Подожди, думает, устрою я тебе шутку. Другой раз не поманит ко мне ездить.
Узнала, когда Яшка будет, спровадила куда-то мать, нагнала полную избу подружек, да и пристроила около порогу верёвку. Как Яшке в избу заходить, Устя натянула верёвку, он и чебурахнулся носом в пол, аж посуда на середе забренчала. Подружки смеху до потолка подняли, а Яшку не проняло. Поднялся да и говорит:
— Не обессудьте, девушки, не доглядел вашей шутки. Привык, вишь, надаля глядеть, под ногами-то и не заметил.
Что вот с таким сделаешь?
Другой раз Устенька шиповых колючек под седло Яшкину мерину насовала. Мерин хоть вовсе смирный был, а тут сдичал — сбросил Яшку башкой на чьи-то ворота. Только Яшке хоть бы что.
Подружки Устины вовсе приуныли.
— Как ты, Устенька, отобьёшься! Стыда у Яшки ни капельки, а башка — чугунная. Гляди-ко, чуть ворота не проломил, а хоть бы что.

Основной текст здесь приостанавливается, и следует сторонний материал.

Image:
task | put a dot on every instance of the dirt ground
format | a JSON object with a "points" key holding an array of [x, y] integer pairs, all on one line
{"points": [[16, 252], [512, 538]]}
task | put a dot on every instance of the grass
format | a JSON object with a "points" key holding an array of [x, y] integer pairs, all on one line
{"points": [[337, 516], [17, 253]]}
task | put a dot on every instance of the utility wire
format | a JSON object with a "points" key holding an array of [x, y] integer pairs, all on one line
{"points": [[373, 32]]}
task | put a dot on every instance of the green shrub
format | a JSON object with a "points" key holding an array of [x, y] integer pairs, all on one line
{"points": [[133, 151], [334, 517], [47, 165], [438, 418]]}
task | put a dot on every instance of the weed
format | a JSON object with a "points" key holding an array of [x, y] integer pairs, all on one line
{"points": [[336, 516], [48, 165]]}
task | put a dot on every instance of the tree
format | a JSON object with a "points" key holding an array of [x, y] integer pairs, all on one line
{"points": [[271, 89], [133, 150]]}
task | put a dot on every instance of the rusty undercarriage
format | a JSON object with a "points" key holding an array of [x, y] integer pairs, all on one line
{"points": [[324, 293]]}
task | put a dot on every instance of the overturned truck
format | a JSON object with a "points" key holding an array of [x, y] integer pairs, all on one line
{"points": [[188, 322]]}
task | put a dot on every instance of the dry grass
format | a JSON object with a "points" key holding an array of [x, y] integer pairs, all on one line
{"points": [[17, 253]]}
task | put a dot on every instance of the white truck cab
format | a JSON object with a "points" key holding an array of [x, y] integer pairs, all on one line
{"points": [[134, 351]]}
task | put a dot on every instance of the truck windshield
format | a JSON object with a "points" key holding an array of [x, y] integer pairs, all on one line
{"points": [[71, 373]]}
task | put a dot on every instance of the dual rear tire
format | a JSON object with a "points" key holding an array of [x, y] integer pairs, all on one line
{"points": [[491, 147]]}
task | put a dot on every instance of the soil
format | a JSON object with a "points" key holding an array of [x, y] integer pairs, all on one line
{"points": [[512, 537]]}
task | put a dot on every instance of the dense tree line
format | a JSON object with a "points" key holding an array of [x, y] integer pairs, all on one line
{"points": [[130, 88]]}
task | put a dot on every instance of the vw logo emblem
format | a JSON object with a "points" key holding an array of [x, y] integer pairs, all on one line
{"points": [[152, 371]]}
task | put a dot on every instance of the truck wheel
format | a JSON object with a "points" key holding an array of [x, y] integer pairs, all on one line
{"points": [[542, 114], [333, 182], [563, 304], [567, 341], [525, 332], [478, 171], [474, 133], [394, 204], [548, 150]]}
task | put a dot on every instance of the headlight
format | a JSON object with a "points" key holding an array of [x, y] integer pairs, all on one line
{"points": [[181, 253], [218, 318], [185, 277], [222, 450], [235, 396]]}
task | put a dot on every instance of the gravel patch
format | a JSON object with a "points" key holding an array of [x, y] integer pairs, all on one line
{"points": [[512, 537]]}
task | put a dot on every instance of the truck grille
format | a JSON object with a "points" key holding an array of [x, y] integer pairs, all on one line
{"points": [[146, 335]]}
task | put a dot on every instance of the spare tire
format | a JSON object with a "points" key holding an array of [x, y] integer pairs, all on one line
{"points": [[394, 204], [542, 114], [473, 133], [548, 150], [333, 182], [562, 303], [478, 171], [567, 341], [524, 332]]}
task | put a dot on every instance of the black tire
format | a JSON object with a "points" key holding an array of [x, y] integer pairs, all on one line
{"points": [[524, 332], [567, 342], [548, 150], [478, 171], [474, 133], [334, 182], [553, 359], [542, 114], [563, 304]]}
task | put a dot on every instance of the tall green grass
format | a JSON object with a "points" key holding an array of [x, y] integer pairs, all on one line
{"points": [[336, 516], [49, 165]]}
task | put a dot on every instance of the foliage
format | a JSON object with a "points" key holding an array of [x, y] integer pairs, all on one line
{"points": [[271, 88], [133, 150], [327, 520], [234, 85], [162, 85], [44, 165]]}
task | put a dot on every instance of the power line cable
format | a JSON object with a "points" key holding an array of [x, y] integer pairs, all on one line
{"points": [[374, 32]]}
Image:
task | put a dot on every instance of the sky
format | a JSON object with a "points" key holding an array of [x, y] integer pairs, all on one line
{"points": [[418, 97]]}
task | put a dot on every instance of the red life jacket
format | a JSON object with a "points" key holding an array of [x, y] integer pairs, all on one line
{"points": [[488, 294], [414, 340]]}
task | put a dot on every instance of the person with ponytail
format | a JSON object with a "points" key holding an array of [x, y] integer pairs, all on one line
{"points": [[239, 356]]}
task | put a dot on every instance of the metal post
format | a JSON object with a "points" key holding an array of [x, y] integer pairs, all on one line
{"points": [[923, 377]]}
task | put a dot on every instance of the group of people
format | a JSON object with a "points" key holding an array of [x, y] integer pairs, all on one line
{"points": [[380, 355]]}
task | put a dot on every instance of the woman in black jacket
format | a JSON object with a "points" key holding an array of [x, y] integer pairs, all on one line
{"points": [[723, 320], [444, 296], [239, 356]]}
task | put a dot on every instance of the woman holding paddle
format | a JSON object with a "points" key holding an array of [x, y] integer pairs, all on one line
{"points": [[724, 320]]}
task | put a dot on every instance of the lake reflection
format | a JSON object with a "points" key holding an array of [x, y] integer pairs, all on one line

И Устенька тоже пригорюнилась.
Тут парни забеспокоились, как бы девку из беды вызволить. Первым делом, конечно, подкараулили Яшку в тихом месте да и отмутузили. Кулаков, понятно, не жалели. Только Яшка и тут отлежался, а народу большое беспокойство вышло.
Бары хоть друг дружке не на глаза, а при таком случае, небось, в одну дуду задудели:
— Немедля разыскать, кто смел приказного бить! Эдак-то разохотятся, так — чего доброго — и барам неспокойно будет!
Занюхтили барские собачонки с обеих сторон. Виноватых, конечно, не нашли, а многим, кто на заметке у начальства был, пришлось спину показывать. На Саломирсковской стороне палками тогда хлестали, а на Турчаниновской — плетью. Которое слаще, им бы самим отведать.
Много народу отхлестали, а одному чернявому парню, — забыл его прозванье, — так ему с обеих сторон насыпали. Виноватее всех почто-то оказался.
Зато Яшка вовсе нос задрал. Барыня, вишь, придумала, что на Яшку озлобились за работу на барскую руку. Ну, хвалит, понятно, потом спрашивает:
— Не надо ли тебе чего?
Яшка не будь плох и говорит:
— Жениться хочу. На девахе из вашего владения. Шаврихи-вдовы дочь — Устинья.
— Это можно. — И велела Шавриху позвать. Та прибежала, объясняет барыне: дескать, сама-то всей душой, да деваха супротивничает.
— Старый, — говорит, — да облезлый.
Барыня завизжала, заухала:
— Да как она смеет! Её ли дело разбирать, кого в мужья дадут! Чтоб завтра же под венец!
По счастью, пост случился. По церковному правилу венчать нельзя. Осечка у барыни вышла. Призвала всё-таки попа и говорит:
— Как можно станет, сейчас же окрути эту девку! Без поблажки, смотри!
Наказала так-то и укатила в Щербаковку жеребцов гонять.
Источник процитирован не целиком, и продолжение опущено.